SimpleTool / simpletool-game.skill.md

Update simpletool-game.skill.md

945db12 verified 1 day ago

10.4 kB

	# SimpleTool Skill — Real-Time AI Application Development

	> This is a skill file. Feed it to any AI coding assistant (Claude, Gemini, GPT, Cursor, etc.) as context, then describe the app you want. The AI will generate a working SimpleTool-powered application.
	>
	> Example prompt: "Read the attached SimpleTool skill, then build me a Pong game where AI controls one paddle in real-time."

	---

	## 1. What is SimpleTool?

	SimpleTool is a multi-head parallel decoding server for real-time LLM function calling.
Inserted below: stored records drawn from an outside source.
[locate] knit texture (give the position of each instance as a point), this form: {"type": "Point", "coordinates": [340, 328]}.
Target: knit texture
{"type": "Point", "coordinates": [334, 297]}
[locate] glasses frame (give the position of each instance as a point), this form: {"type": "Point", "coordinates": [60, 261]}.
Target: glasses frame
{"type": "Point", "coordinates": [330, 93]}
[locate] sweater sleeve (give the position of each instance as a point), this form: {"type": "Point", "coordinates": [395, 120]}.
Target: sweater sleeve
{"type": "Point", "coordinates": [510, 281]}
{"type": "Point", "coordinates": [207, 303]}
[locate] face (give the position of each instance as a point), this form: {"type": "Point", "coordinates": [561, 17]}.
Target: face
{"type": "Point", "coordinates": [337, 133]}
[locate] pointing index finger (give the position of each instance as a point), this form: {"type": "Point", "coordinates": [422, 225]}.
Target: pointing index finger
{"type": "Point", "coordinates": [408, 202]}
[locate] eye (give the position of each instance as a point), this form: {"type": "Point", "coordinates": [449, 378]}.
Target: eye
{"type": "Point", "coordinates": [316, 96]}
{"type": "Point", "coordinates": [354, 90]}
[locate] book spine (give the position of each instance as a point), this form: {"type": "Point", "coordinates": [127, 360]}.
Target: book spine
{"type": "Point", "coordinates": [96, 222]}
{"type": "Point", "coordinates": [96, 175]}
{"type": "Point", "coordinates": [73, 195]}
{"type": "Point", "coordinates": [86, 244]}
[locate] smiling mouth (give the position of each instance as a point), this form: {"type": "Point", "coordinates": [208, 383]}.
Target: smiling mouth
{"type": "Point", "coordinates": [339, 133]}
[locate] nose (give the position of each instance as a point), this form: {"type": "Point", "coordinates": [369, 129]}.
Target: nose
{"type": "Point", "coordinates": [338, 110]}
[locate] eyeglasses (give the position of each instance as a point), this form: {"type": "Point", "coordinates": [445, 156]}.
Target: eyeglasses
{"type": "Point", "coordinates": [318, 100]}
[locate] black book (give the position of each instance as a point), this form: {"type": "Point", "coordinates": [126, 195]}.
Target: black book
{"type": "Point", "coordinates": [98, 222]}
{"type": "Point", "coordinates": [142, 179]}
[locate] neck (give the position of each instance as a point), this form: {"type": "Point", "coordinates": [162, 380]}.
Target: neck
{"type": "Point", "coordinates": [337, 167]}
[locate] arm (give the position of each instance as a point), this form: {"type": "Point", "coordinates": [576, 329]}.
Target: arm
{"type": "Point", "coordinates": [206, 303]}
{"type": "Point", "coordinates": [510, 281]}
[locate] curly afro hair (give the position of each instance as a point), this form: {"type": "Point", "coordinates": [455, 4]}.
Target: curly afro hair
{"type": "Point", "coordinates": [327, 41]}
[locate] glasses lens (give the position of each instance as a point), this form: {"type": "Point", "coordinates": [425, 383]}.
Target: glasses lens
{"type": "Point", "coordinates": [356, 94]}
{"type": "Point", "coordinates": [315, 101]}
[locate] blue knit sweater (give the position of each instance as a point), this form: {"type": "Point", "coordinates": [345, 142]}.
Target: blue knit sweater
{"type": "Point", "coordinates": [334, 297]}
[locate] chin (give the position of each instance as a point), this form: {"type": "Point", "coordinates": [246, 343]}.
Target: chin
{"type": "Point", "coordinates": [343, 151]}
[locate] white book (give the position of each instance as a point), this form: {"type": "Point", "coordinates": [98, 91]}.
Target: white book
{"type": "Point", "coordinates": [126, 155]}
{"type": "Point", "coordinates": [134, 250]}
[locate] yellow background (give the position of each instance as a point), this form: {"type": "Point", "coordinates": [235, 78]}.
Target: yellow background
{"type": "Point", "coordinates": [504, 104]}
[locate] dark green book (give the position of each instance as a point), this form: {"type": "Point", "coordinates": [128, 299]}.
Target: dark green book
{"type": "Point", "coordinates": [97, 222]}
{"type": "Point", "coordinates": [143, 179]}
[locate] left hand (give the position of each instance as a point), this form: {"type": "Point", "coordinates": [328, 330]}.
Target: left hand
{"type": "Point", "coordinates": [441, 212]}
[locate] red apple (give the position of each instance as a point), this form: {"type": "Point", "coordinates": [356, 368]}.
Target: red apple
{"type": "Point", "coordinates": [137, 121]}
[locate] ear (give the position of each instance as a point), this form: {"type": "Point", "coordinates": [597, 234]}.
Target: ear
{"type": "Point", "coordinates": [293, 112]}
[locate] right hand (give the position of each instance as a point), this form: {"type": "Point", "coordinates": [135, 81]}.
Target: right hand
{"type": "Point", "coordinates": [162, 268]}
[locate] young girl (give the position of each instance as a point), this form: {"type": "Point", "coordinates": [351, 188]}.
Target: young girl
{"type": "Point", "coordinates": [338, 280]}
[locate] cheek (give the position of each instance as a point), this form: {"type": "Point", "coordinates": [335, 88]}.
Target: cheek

It runs on vLLM and decodes function name + arguments simultaneously instead of sequentially.

	```
	Traditional: function → arg1 → arg2 → ... (sequential, ~200-500ms)
	SimpleTool: [function, arg1, arg2, ...] (parallel, ~25-60ms)
	```

	Application domains: game AI, robotic arm control, digital human animation, IoT automation — anything that needs < 100ms LLM decision-making.

	## 2. Server API

	Server default: `http://localhost:8899`

	### Endpoints
	\| Method \| Path \| Description \|
	\|--------\|------\|-------------\|
	\| GET \| `/health` \| Health check, returns `{status, version, model}` \|
	\| POST \| `/v1/function_call` \| Multi-head parallel function call \|

	### Request Format (v2)
	```javascript
	{
	messages: [{role: 'user', content: 'your query'}],
	tools: [...], // OpenAI-format tool definitions
	system: "domain prompt", // Domain-specific system prompt (v2)
	environment: [...], // Current state info (string array, optional)
	history: [...], // Action history (string array, max 6)
	include_content_head: false // Whether to generate <content> head
	}
	```

	The `system` field lets you inject a domain-specific system prompt (e.g., "You are a robotic arm controller"). If omitted, the server uses a generic default. The `environment` field is optional context folded into the user message.

	### Response Format
	```javascript
	{
	success: true,
	function: "move",
	args: {direction: "up", speed: "fast"}, // Named args (param names from tool def)
	heads: { // Raw per-head output
	function: "move",
	arg1: "up",
	arg2: "fast",
	arg3: "<\|null\|>"
	},
	content: null, // Only if include_content_head was true
	latency_ms: 35.2
	}
	```

	## 3. Dynamic Head Count (Critical for Latency!)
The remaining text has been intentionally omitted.